DPF Cleaning

Diesel particulate filters are designed to trap diesel particulate matter and soot, keeping them out of diesel exhaust and out of our air and environment.

Over time DPFs fill up, and need to be cleaned. As the filters become clogged, their performance deteriorates. It’s a lot like the filter on a vacuum cleaner — it works great when it’s clean and new, but it gets clogged, and becomes worse over time.

The process of cleaning a DPF is often referred to as “Regeneration” because it renews the filter to function properly, as it did when it was new and clean.

There are several ways to clean diesel particulate filters, to keep them functioning properly. Some regeneration methods occur onboard automatically. Other regeneration or cleaning methods are performed off-board, with the DPF removed from the vehicle.

Passive regeneration

Passive regeneration is an automatic DPF cleaning process that is designed to occur during normal vehicle operation.

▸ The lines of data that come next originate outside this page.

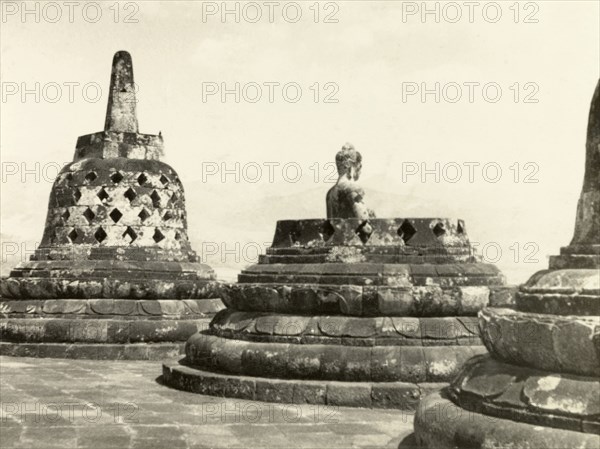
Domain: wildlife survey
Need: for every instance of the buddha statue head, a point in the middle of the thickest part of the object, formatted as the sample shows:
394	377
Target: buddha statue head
348	162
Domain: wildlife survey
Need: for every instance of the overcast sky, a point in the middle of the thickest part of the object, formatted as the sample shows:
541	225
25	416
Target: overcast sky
360	70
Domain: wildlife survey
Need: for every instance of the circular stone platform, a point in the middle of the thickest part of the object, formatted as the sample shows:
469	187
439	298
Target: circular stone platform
348	312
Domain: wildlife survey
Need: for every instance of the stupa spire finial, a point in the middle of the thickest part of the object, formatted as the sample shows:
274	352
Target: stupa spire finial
120	113
587	224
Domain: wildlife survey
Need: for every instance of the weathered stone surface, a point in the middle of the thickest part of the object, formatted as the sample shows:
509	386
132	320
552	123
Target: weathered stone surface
542	341
441	424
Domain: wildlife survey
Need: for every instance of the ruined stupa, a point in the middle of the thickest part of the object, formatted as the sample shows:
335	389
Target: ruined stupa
350	310
114	275
540	385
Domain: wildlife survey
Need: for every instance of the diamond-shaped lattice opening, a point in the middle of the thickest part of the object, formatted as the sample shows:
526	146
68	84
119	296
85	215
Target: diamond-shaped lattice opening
406	231
130	234
102	194
327	230
100	235
89	215
73	235
158	236
143	215
155	197
294	237
364	231
91	176
130	194
115	215
439	229
116	177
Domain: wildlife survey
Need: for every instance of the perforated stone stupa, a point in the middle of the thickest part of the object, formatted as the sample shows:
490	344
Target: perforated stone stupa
350	310
540	385
115	275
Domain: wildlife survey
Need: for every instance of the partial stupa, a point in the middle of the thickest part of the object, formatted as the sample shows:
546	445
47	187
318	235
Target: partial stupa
115	275
350	310
540	385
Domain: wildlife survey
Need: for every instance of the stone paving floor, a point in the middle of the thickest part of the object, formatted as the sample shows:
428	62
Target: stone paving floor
51	403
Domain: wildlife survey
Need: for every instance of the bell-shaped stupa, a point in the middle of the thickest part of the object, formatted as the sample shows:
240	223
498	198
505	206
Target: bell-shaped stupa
350	310
114	275
540	385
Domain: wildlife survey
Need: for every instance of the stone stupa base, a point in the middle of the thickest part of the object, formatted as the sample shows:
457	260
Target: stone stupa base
440	424
96	316
380	362
399	395
494	404
102	328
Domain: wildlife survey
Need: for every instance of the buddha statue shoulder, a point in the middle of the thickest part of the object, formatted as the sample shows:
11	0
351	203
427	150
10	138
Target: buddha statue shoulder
346	198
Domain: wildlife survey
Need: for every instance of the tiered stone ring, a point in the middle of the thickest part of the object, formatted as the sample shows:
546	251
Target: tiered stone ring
346	312
115	275
540	385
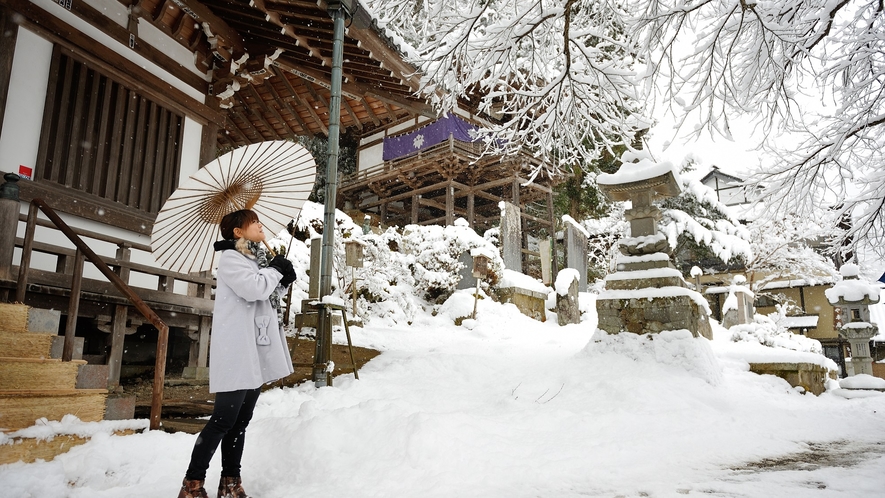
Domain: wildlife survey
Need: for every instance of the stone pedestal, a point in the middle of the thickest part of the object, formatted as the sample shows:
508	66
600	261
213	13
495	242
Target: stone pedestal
568	309
858	336
530	303
852	298
647	294
511	237
576	250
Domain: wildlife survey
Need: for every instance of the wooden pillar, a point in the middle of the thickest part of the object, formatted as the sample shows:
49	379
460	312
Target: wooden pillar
9	211
209	137
554	269
416	203
471	214
8	35
118	324
450	203
203	341
118	334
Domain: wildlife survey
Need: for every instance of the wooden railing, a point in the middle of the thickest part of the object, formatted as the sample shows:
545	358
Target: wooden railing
82	253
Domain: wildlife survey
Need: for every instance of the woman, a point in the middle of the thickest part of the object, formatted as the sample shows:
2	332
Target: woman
248	349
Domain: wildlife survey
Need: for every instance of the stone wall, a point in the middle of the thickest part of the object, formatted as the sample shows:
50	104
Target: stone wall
808	376
650	316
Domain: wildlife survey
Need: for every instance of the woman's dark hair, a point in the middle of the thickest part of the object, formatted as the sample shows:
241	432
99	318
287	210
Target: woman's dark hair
237	219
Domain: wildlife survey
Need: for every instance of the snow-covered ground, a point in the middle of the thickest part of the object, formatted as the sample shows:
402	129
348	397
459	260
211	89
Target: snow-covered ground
510	407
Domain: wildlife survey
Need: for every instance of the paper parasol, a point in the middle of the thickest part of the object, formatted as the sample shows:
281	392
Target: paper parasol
271	178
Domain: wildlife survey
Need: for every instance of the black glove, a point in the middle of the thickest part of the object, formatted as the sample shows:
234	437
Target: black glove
288	278
281	264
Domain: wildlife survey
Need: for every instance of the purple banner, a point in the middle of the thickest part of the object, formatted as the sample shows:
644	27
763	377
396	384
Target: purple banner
428	136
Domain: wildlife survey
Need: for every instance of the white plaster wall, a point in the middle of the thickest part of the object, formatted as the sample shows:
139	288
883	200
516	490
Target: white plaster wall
19	143
110	7
24	106
371	156
147	33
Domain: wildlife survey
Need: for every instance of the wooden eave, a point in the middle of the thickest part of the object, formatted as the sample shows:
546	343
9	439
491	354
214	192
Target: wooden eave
269	66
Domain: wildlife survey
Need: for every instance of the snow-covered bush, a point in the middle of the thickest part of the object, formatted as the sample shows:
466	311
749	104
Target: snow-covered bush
766	332
437	251
404	270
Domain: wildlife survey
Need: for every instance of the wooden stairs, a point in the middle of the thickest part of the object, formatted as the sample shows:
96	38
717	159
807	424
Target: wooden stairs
34	386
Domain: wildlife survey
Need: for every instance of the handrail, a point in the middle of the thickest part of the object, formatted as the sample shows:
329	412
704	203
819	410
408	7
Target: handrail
83	251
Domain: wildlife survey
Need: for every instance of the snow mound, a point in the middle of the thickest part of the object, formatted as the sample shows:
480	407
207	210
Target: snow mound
672	348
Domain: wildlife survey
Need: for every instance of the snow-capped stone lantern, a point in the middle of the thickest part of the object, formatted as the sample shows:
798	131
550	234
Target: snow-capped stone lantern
481	265
647	294
481	269
353	257
852	298
354	253
738	306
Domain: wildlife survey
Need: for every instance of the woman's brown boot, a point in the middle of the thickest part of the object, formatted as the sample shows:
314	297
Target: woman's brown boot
192	489
231	487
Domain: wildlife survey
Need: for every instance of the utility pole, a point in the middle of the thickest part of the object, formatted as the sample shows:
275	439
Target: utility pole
339	10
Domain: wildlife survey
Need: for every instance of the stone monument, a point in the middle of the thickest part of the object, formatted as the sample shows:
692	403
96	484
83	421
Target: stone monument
647	294
852	298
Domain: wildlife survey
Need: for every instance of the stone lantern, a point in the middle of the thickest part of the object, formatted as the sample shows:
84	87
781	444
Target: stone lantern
353	253
852	298
353	257
647	294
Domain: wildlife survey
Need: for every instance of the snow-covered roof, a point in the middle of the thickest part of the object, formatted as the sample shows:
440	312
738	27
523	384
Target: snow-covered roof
852	289
798	322
716	172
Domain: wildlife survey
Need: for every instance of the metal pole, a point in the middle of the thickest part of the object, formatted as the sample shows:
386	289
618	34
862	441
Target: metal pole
322	354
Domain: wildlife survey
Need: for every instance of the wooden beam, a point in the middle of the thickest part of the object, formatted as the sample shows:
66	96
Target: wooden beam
354	90
217	26
249	140
370	111
284	103
271	110
257	114
110	62
121	35
298	100
8	35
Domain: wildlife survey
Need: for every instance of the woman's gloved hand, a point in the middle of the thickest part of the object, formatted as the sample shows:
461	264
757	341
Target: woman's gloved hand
282	265
288	278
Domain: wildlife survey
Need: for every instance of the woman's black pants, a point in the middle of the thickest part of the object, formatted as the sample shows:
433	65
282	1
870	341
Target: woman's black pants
230	417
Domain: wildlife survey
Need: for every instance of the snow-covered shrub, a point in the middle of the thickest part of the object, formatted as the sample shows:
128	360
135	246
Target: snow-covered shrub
437	251
403	269
385	286
766	332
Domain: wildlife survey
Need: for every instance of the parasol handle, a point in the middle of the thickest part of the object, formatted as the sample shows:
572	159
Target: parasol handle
271	251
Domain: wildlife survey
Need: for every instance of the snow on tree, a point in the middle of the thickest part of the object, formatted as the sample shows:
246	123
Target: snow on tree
559	75
569	78
812	69
702	229
792	247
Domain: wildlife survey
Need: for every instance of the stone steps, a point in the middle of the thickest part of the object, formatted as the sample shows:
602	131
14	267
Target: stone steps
34	386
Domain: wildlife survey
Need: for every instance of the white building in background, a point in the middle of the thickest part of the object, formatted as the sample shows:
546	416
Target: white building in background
729	189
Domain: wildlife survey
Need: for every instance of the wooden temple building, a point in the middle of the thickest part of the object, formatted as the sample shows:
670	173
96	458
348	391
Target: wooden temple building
431	171
106	105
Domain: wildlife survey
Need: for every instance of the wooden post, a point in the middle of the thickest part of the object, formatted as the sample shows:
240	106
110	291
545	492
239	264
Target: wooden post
118	334
450	203
9	209
471	214
416	204
73	307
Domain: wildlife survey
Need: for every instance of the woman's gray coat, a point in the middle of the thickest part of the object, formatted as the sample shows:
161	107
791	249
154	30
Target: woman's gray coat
247	347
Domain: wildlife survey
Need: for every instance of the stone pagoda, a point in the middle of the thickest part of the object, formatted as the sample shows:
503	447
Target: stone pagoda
647	294
851	297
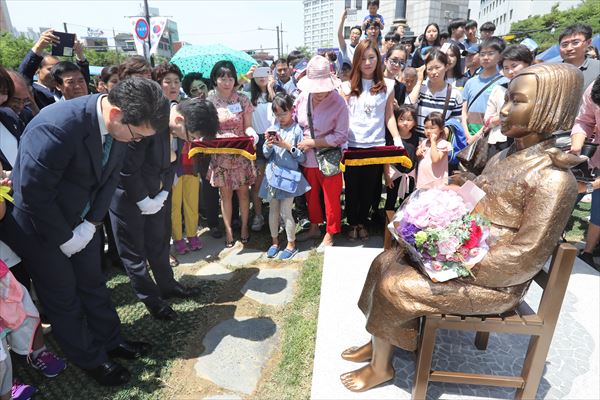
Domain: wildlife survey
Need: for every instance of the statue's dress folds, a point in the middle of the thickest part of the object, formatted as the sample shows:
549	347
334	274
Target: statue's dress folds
529	197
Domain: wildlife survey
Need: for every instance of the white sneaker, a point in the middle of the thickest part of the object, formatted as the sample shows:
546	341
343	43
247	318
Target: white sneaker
257	223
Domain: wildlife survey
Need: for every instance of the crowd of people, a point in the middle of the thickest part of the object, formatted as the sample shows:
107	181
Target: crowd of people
112	170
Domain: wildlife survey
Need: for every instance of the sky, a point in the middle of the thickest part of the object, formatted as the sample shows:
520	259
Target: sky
233	23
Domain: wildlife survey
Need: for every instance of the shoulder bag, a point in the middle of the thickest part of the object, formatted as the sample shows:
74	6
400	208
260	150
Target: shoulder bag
328	159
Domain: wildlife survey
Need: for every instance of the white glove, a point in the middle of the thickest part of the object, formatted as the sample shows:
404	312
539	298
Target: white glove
149	206
82	234
162	196
398	142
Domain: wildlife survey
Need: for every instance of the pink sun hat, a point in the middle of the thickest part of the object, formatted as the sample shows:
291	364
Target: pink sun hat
318	77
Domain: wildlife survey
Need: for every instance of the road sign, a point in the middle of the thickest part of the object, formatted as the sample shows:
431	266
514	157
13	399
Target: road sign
141	29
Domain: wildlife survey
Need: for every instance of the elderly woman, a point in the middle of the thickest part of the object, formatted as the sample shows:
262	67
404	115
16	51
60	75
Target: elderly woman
530	195
330	129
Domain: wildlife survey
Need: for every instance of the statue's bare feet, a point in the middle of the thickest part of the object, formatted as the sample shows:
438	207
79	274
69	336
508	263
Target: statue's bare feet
359	354
366	378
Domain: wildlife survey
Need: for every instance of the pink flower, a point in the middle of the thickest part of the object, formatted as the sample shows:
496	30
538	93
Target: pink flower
437	266
448	246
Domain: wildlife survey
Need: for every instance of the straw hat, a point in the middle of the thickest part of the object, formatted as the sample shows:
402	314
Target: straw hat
318	77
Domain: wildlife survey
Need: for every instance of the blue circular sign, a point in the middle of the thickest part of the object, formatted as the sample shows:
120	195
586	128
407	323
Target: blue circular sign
141	29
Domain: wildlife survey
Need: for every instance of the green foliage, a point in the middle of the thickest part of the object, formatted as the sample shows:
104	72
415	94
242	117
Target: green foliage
588	12
13	50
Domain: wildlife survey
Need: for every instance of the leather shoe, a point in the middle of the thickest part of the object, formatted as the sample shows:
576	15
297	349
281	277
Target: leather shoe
130	350
109	373
181	292
163	312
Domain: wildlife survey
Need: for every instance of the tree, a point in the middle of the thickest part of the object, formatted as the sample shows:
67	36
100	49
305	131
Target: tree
545	29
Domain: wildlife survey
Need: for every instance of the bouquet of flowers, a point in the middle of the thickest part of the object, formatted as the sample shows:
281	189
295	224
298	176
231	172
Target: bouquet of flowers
441	235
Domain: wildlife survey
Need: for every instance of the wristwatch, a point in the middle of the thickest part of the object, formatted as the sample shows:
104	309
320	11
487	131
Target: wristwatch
589	187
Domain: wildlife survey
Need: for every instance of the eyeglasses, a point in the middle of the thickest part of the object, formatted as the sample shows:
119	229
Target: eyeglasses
487	53
17	100
396	62
136	136
572	43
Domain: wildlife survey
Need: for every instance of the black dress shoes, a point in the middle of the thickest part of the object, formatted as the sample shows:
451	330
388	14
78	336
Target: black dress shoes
109	373
181	292
163	312
130	350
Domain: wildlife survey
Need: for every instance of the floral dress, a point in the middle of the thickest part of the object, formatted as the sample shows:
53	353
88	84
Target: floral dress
229	170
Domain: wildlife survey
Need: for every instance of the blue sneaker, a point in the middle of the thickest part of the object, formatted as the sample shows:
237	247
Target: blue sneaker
272	252
288	254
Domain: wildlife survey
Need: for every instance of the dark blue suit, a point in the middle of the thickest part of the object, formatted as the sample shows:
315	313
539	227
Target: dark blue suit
144	239
59	173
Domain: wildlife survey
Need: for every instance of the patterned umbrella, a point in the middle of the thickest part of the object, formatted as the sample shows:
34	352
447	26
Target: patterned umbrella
199	58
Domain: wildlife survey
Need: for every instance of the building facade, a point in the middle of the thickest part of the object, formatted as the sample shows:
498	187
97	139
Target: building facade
504	12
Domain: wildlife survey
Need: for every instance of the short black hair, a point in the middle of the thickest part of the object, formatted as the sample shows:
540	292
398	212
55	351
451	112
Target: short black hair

Passive regeneration occurs naturally while the vehicle is being driven. Passive regeneration uses the heat of the exhaust gasses to burn away off the accumulated soot in the DPF.

Active regeneration

Active regeneration is similar to passive regeneration, but uses additional heat above and beyond that which is generated during normal driving operation.

Active regeneration raises the temperature of the exhaust gasses, which helps to burn off the soot in the filter. Active regeneration processes vary depending on the engine, make and model.

Active regeneration often uses additional diesel fuel to achieve higher temperatures.

Manual regeneration

Manual DPF regeneration requires a manual initiation of the regeneration process. This often achieved using a button or switch in the vehicle. Manual regeneration often requires a vehicle to be parked, but this varies depending on the engine and vehicle specifications.

Off-board regeneration

Off-board DPF regeneration is performed after a DPF is removed from a vehicle.

The DPF is then cleaned, usually using specialized equipment, including:

  • “Air blade” cleaning to remove large amounts of soot and diesel particulate matter
  • Soaking in an aqueous DPF solution
  • High-temperature baking in a specialized kiln to burn away soot
  • Ultrasonic cleaning in a specialized machine which removes the last stages of soot and particulate matter

Regardless of the method used, the goal of cleaning a diesel particulate filter is always to remove accumulated soot and restore the filter to its full operating capacity.